Objective: The primary end points of this study were safety and efficacy of early cannulation of the Flixene graft (Maquet-Atrium Medical, Hudson, NH). Secondary end points were complications and patency.
Methods: This is a prospective single-center nonrandomized study. Study data included patient characteristics; history of vascular access; operative technique; interval between implantation and initial cannulation; complications; and patency at 1 month, 3 months, and every 6 months. Patency rates were estimated by the Kaplan-Meier method.

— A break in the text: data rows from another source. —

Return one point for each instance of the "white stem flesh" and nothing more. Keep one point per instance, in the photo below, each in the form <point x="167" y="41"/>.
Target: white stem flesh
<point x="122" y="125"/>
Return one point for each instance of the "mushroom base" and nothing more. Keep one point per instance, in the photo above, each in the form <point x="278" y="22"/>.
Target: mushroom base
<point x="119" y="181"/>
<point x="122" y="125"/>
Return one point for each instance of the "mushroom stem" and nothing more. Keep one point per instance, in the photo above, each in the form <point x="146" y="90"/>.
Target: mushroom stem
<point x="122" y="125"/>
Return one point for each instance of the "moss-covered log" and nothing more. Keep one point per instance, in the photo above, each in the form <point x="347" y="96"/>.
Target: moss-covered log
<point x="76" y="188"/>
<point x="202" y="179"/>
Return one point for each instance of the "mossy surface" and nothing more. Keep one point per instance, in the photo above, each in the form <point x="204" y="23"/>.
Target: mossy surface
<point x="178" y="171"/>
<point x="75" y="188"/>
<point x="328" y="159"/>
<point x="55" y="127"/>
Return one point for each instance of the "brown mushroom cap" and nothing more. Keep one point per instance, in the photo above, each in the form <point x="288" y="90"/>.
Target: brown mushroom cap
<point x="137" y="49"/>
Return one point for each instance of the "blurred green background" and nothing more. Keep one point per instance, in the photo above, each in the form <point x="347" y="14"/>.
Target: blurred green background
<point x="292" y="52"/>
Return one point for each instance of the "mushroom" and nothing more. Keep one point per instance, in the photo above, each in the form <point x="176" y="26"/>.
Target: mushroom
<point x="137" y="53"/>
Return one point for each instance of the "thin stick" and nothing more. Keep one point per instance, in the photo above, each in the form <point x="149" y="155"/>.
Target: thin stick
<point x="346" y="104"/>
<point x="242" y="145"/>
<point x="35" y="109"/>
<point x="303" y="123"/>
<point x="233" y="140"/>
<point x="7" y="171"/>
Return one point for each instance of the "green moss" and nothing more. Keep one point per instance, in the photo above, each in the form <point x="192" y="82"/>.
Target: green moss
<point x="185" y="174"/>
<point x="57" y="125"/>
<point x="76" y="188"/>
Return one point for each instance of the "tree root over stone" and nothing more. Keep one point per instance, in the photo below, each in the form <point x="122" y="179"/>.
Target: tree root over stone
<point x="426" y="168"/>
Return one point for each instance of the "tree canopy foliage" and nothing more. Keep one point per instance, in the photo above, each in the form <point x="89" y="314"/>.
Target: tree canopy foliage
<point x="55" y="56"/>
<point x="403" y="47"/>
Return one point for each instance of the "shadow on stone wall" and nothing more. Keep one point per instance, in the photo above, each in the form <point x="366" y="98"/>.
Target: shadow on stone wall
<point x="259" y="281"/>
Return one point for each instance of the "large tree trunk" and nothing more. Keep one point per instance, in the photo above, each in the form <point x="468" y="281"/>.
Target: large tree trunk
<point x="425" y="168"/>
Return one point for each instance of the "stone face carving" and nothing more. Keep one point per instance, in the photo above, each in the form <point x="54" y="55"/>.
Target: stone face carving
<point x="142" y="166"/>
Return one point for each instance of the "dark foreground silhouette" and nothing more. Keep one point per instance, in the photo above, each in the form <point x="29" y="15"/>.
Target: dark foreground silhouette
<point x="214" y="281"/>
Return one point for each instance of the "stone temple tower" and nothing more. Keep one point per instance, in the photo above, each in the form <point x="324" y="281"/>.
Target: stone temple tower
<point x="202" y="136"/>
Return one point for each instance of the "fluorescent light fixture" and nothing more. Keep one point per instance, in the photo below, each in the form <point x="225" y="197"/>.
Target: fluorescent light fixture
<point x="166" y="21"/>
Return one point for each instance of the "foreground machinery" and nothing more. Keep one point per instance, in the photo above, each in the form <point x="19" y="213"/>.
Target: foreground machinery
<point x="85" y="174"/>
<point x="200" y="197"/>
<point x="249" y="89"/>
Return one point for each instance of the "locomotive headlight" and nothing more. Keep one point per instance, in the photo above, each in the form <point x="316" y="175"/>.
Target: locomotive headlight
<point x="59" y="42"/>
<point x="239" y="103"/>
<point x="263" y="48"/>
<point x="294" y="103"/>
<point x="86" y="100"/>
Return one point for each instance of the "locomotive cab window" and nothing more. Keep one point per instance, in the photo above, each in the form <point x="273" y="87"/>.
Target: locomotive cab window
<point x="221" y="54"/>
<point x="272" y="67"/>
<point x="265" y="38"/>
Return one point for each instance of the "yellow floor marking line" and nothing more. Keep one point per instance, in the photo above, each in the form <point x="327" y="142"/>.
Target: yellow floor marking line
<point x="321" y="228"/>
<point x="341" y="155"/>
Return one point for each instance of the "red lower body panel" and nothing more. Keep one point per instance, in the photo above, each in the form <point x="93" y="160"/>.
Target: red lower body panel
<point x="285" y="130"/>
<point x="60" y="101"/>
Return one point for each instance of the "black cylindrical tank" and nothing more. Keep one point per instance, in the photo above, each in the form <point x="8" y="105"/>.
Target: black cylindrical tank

Results: Between January 2011 and September 2013, a total of 46 Flixene grafts were implanted in 44 patients (27 men) with a mean age of 63 years. The implantation site was the upper arm in 67% of cases, the forearm in 11%, and the thigh in 22%. Seven grafts were never cannulated during the study period. Of the remaining 39 grafts, 32 (82%) were successfully cannulated within the first week after implantation, including 16 (41%) on the first day. The median interval from implantation to initial cannulation was 2 days (interquartile range, 1-3 days). The median follow-up was 223.5 days (interquartile range, 97-600 days). Five hematomas occurred, but only one required surgical revision. Primary assisted and secondary patency rates were 65% and 86%, respectively, at 6 months and 56% and 86%, respectively, at 1 year.
Conclusions: This study suggests that cannulation of the Flixene graft within 1 week after implantation is safe and effective. Early cannulation avoids or shortens the need for a temporary catheter. One-year patency rates appeared to be comparable to those achieved with conventional grafts, but long-term follow-up and randomized controlled studies will be needed to confirm this finding.